Page MenuHomePhabricator

Allow more_like_this searches (return articles similar to query text)
Closed, ResolvedPublic

Description

Author: alf

Description:
Elasticsearch provides a "More Like This" query, which - given some initial text - extracts the key terms and uses those to build a new query, returning the documents that best match those terms.

If this was available in MediaWiki's search API, it would allow the index to be queried by example. This can be useful for finding Wikipedia articles that are most similar to a starting document (e.g. "Wikipedia articles related to this page", alongside a news story), and also for automatically categorising documents (using the categories that have been attached to the most similar Wikipedia articles).

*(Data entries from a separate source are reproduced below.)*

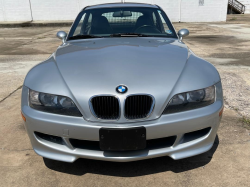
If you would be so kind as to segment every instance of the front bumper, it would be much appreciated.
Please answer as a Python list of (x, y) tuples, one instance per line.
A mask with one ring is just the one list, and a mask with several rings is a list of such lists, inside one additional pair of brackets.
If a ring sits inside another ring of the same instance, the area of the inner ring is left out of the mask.
[[(177, 160), (204, 153), (213, 146), (220, 124), (220, 111), (223, 101), (216, 100), (210, 106), (182, 112), (163, 115), (157, 120), (128, 124), (105, 124), (87, 122), (81, 117), (60, 116), (44, 113), (22, 106), (26, 117), (25, 128), (28, 132), (34, 151), (46, 158), (65, 162), (74, 162), (78, 158), (88, 158), (105, 161), (128, 162), (160, 156), (170, 156)], [(144, 126), (147, 140), (176, 136), (174, 144), (160, 149), (145, 149), (129, 152), (107, 152), (101, 150), (75, 148), (69, 139), (99, 141), (99, 129), (128, 128)], [(182, 143), (185, 133), (211, 127), (204, 136)], [(62, 137), (64, 145), (56, 144), (39, 138), (34, 132)]]

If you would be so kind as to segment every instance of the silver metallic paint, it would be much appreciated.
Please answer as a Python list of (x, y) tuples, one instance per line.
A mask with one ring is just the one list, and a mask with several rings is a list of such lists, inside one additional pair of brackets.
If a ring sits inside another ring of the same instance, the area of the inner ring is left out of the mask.
[[(109, 6), (113, 5), (97, 5), (86, 9)], [(127, 93), (118, 94), (115, 91), (117, 85), (121, 84), (129, 88)], [(216, 85), (216, 101), (212, 105), (161, 115), (174, 95), (212, 85)], [(70, 97), (83, 117), (57, 115), (30, 108), (29, 88)], [(125, 98), (140, 93), (150, 94), (155, 98), (154, 110), (147, 119), (128, 121), (123, 115)], [(100, 94), (115, 95), (119, 98), (119, 120), (106, 123), (96, 119), (91, 113), (89, 99)], [(156, 37), (65, 41), (47, 60), (29, 71), (24, 81), (21, 104), (22, 113), (26, 117), (25, 128), (35, 152), (43, 157), (66, 162), (73, 162), (78, 158), (125, 162), (165, 155), (181, 159), (203, 153), (213, 145), (222, 108), (222, 86), (215, 67), (193, 54), (178, 39)], [(74, 149), (68, 141), (69, 138), (99, 141), (101, 127), (138, 126), (146, 128), (147, 139), (176, 135), (177, 140), (170, 148), (119, 154)], [(206, 127), (212, 128), (206, 136), (179, 144), (184, 133)], [(66, 145), (39, 139), (34, 135), (35, 131), (63, 137)]]

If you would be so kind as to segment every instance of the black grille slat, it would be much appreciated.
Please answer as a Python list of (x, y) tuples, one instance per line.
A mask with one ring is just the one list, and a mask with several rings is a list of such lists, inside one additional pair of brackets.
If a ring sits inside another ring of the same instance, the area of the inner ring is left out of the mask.
[(119, 101), (113, 96), (96, 96), (91, 99), (92, 109), (97, 118), (116, 120), (119, 118)]
[(125, 102), (125, 117), (127, 119), (146, 118), (153, 107), (153, 98), (148, 95), (129, 96)]

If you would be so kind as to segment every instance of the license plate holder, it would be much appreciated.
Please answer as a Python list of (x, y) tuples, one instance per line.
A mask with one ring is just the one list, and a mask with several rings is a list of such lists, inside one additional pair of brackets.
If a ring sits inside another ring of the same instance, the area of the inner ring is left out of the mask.
[(132, 151), (146, 148), (146, 128), (101, 128), (100, 149), (103, 151)]

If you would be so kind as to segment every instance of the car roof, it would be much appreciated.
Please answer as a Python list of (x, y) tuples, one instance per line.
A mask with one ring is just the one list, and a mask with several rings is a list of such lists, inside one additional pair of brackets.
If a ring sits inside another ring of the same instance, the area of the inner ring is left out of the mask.
[(91, 5), (84, 8), (84, 10), (96, 9), (96, 8), (115, 8), (115, 7), (147, 7), (147, 8), (159, 8), (157, 5), (146, 3), (106, 3), (99, 5)]

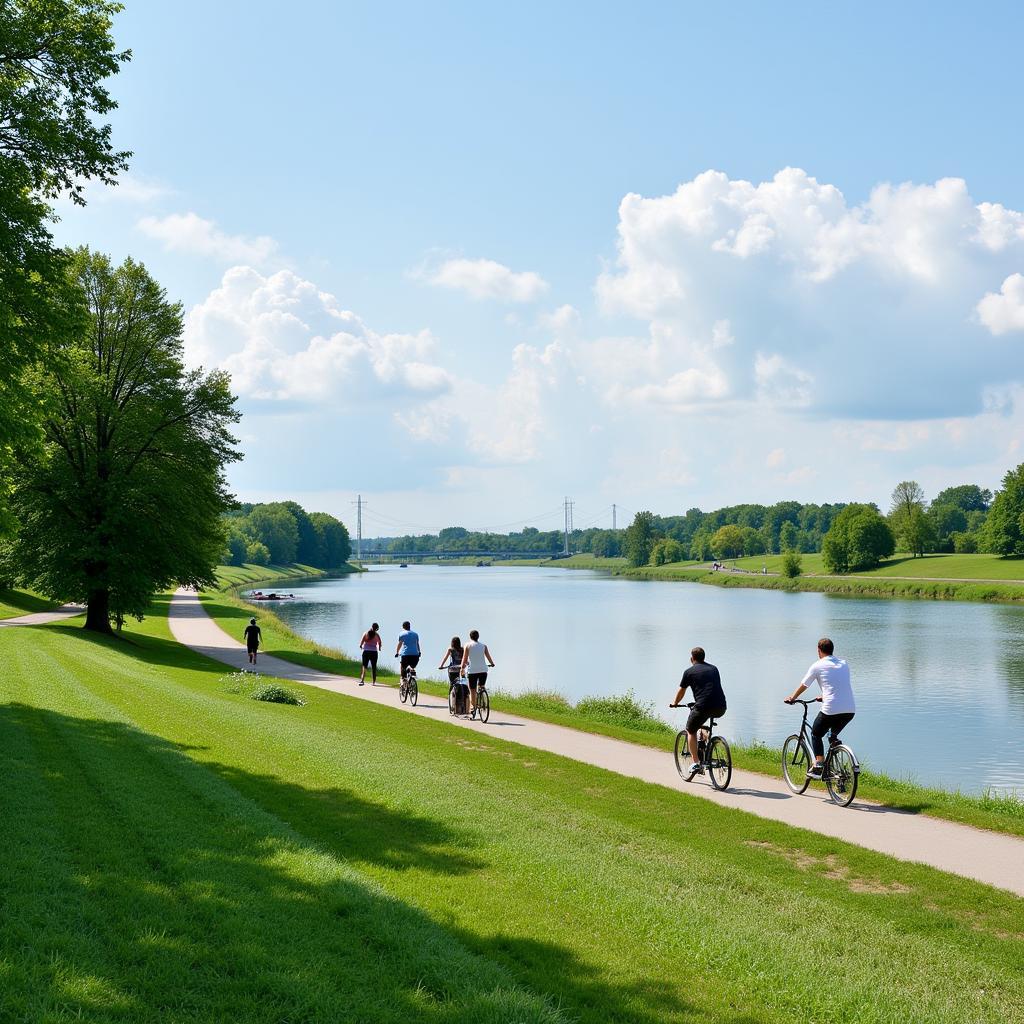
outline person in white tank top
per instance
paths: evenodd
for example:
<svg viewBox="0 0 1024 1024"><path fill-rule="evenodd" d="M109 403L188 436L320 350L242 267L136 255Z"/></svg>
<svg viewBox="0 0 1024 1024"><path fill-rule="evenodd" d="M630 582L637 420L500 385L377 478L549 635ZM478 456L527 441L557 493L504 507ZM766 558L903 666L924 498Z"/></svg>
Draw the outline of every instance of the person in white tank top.
<svg viewBox="0 0 1024 1024"><path fill-rule="evenodd" d="M476 710L476 687L483 686L487 681L487 666L495 667L490 651L485 643L480 643L480 634L476 630L469 631L469 643L462 650L462 674L469 683L469 713Z"/></svg>

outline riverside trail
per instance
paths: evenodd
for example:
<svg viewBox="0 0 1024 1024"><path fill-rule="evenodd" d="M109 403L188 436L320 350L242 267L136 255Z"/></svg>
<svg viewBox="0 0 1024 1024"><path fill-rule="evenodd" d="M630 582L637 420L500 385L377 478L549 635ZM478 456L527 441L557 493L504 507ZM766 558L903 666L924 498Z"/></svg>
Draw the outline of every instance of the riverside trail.
<svg viewBox="0 0 1024 1024"><path fill-rule="evenodd" d="M179 643L233 669L248 667L245 647L207 614L195 593L178 590L168 615L171 633ZM443 712L442 721L457 728L559 754L620 775L679 790L725 807L807 828L900 860L928 864L1024 896L1024 840L1016 837L860 800L849 808L839 808L816 787L802 797L794 797L781 778L754 772L734 770L730 788L719 793L707 780L684 783L675 770L672 757L664 751L500 712L492 712L486 725L450 718L447 705L436 702L436 698L425 695L426 699L416 708L399 705L392 687L358 687L354 678L306 669L268 654L260 655L259 671L266 676L344 693L407 714L438 718Z"/></svg>

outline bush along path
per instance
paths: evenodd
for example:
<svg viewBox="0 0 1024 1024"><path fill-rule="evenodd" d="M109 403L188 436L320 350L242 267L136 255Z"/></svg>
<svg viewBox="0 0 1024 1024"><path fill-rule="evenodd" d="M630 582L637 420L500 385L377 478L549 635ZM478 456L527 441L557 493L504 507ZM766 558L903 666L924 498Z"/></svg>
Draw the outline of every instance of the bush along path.
<svg viewBox="0 0 1024 1024"><path fill-rule="evenodd" d="M247 667L245 648L210 618L196 594L178 591L168 614L171 633L178 642L232 668ZM863 801L855 801L849 808L839 808L828 801L820 786L814 785L804 796L794 797L781 778L753 772L734 771L730 788L718 793L706 779L689 784L682 782L672 756L664 751L500 712L492 712L486 725L450 718L447 705L428 694L421 694L419 705L412 708L399 705L391 687L369 684L359 687L354 679L307 669L272 655L261 654L257 668L266 676L401 708L413 715L442 717L443 721L459 728L489 733L646 782L685 788L689 794L726 807L808 828L900 860L928 864L1024 896L1024 840L1016 837Z"/></svg>

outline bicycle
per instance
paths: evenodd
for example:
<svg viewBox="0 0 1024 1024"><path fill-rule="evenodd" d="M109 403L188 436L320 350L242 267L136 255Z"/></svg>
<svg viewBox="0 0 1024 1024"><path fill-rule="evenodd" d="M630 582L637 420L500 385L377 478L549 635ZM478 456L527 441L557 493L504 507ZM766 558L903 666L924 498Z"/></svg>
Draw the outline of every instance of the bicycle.
<svg viewBox="0 0 1024 1024"><path fill-rule="evenodd" d="M407 665L401 674L401 683L398 686L398 699L404 703L407 700L415 708L416 701L420 698L420 687L416 682L416 669Z"/></svg>
<svg viewBox="0 0 1024 1024"><path fill-rule="evenodd" d="M799 697L793 703L804 706L804 719L800 723L800 732L786 736L782 744L782 777L785 784L796 795L800 796L810 785L808 772L814 764L811 755L810 729L807 728L807 709L816 703L814 700L802 700ZM828 736L828 750L821 765L821 781L825 783L833 803L840 807L849 807L857 795L857 779L860 777L860 762L853 749L843 742L835 733Z"/></svg>
<svg viewBox="0 0 1024 1024"><path fill-rule="evenodd" d="M692 702L685 707L693 710ZM732 752L722 736L714 734L714 729L715 719L712 718L697 730L697 763L703 768L716 790L727 790L729 782L732 781ZM682 778L686 778L690 773L688 735L685 729L676 734L676 771Z"/></svg>

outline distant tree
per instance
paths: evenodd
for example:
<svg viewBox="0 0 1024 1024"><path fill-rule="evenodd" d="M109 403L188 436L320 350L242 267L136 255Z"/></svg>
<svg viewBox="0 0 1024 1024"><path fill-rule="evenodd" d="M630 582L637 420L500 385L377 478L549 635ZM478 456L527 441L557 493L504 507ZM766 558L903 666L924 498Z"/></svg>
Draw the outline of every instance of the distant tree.
<svg viewBox="0 0 1024 1024"><path fill-rule="evenodd" d="M250 541L246 545L246 561L253 565L269 565L270 549L262 541Z"/></svg>
<svg viewBox="0 0 1024 1024"><path fill-rule="evenodd" d="M254 541L265 544L275 565L288 565L299 552L299 524L282 502L257 505L246 519L246 529Z"/></svg>
<svg viewBox="0 0 1024 1024"><path fill-rule="evenodd" d="M653 513L638 512L633 517L633 522L627 526L623 538L623 550L630 565L646 565L650 561L651 548L656 540Z"/></svg>
<svg viewBox="0 0 1024 1024"><path fill-rule="evenodd" d="M37 375L45 444L14 473L13 558L109 633L160 590L213 585L239 416L225 374L184 369L181 307L144 267L80 250L73 268L88 329Z"/></svg>
<svg viewBox="0 0 1024 1024"><path fill-rule="evenodd" d="M783 522L778 531L778 544L781 551L800 550L800 530L790 521Z"/></svg>
<svg viewBox="0 0 1024 1024"><path fill-rule="evenodd" d="M847 505L833 520L821 547L829 572L872 569L896 544L892 529L873 505Z"/></svg>
<svg viewBox="0 0 1024 1024"><path fill-rule="evenodd" d="M711 547L719 558L738 558L743 553L743 531L731 523L715 530Z"/></svg>
<svg viewBox="0 0 1024 1024"><path fill-rule="evenodd" d="M902 551L914 558L929 550L934 529L926 514L925 492L916 480L901 480L892 494L889 524Z"/></svg>
<svg viewBox="0 0 1024 1024"><path fill-rule="evenodd" d="M743 554L763 555L768 550L764 534L753 526L741 527L743 531Z"/></svg>
<svg viewBox="0 0 1024 1024"><path fill-rule="evenodd" d="M961 483L946 487L935 496L933 505L952 505L962 512L987 512L992 504L992 492L977 483Z"/></svg>
<svg viewBox="0 0 1024 1024"><path fill-rule="evenodd" d="M984 550L1004 557L1024 555L1024 463L1002 477L982 532Z"/></svg>
<svg viewBox="0 0 1024 1024"><path fill-rule="evenodd" d="M317 560L312 564L325 569L341 568L352 553L345 524L326 512L310 512L309 520L317 541Z"/></svg>
<svg viewBox="0 0 1024 1024"><path fill-rule="evenodd" d="M683 546L671 537L657 541L650 550L651 565L668 565L671 562L681 562L686 552Z"/></svg>
<svg viewBox="0 0 1024 1024"><path fill-rule="evenodd" d="M782 575L791 580L800 575L804 566L803 556L792 548L782 555Z"/></svg>

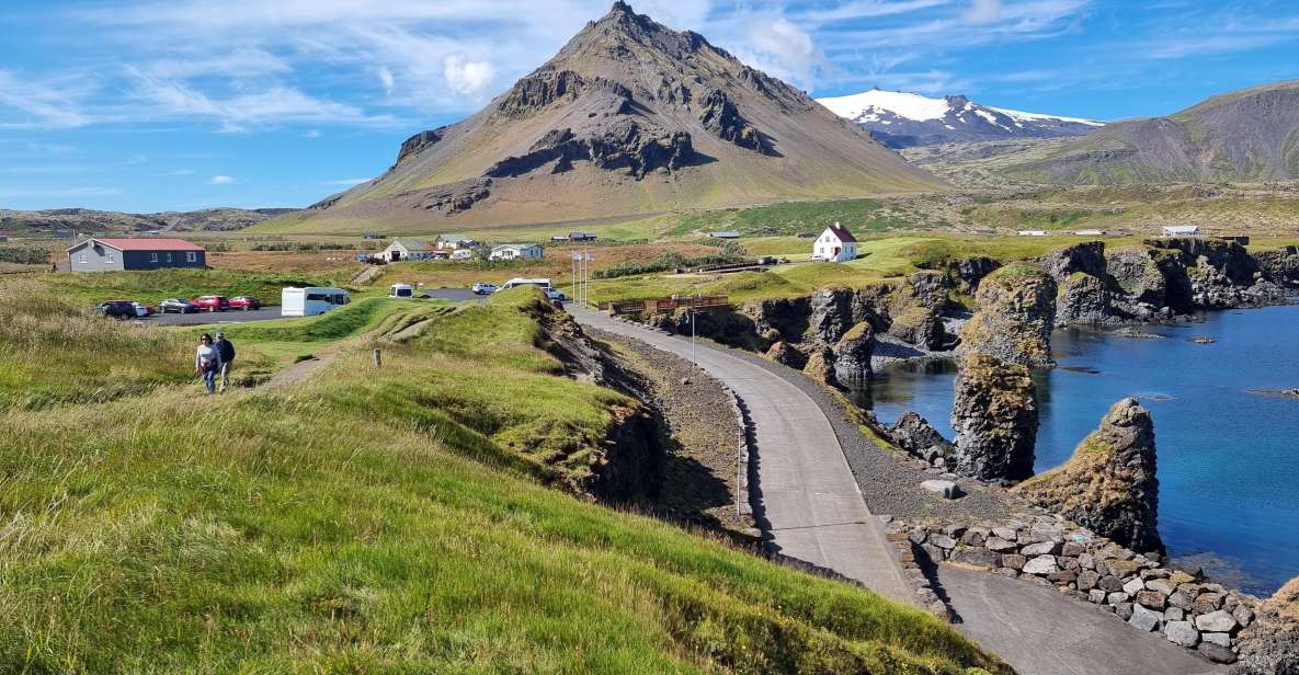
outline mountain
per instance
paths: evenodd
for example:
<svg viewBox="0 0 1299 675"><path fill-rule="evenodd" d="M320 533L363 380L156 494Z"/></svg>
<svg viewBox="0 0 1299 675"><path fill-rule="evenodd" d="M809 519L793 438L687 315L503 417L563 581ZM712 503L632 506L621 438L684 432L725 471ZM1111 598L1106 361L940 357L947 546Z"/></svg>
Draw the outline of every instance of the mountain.
<svg viewBox="0 0 1299 675"><path fill-rule="evenodd" d="M989 108L965 96L930 99L918 93L872 90L817 99L834 114L861 125L890 148L1012 138L1081 136L1104 122Z"/></svg>
<svg viewBox="0 0 1299 675"><path fill-rule="evenodd" d="M1107 125L1005 173L1063 184L1299 178L1299 80L1215 96L1169 117Z"/></svg>
<svg viewBox="0 0 1299 675"><path fill-rule="evenodd" d="M540 223L944 184L701 35L624 3L303 230ZM333 221L333 223L331 223Z"/></svg>
<svg viewBox="0 0 1299 675"><path fill-rule="evenodd" d="M0 231L74 230L79 232L225 231L243 230L297 209L203 209L194 212L122 213L92 209L0 209Z"/></svg>

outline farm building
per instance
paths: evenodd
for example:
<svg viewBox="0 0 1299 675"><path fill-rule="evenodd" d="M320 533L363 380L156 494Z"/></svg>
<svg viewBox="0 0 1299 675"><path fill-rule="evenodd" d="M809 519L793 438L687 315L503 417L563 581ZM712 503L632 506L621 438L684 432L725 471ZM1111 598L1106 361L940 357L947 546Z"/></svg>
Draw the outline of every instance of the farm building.
<svg viewBox="0 0 1299 675"><path fill-rule="evenodd" d="M847 262L857 257L857 238L847 227L834 223L812 244L812 260Z"/></svg>
<svg viewBox="0 0 1299 675"><path fill-rule="evenodd" d="M1199 236L1200 228L1194 225L1165 225L1164 236Z"/></svg>
<svg viewBox="0 0 1299 675"><path fill-rule="evenodd" d="M203 247L182 239L87 239L68 249L73 271L207 267Z"/></svg>
<svg viewBox="0 0 1299 675"><path fill-rule="evenodd" d="M501 244L499 247L491 247L491 254L487 260L542 260L542 247L536 244Z"/></svg>
<svg viewBox="0 0 1299 675"><path fill-rule="evenodd" d="M430 257L433 251L433 247L422 239L394 239L387 248L379 252L378 257L387 262L423 260Z"/></svg>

An example query: https://gist.github.com/hubgit/6365895

Most of those parameters (fields to query, fields to return, number of items to return, query text) can be passed through as query parameters, and the others (min_term_freq, max_query_terms, percent_terms_to_match) can be hard-coded to values appropriate for the index.

It might be appropriate to use POST for the query, as the query text can be a whole document.


Version: unspecified
Severity: enhancement

Details

Reference
bz53474

Event Timeline

bzimport raised the priority of this task from to Low.Nov 22 2014, 1:58 AM
bzimport added a project: CirrusSearch.
bzimport set Reference to bz53474.
bzimport added a subscriber: Unknown Object (MLST).

Change 83819 had a related patch set uploaded by Manybubbles:
Tests for morelike:.

https://gerrit.wikimedia.org/r/83819

Gerrit Notification Bot just added my integration tests to the bug as well.

So what I've implemented is the users can search for:
morelike:<article name>
and we do a mlt search against the article's text.

Change 83819 merged by jenkins-bot:
Tests for morelike:.

https://gerrit.wikimedia.org/r/83819

Verified on enwikisource. It is slow! 12 second searches. It is fun though.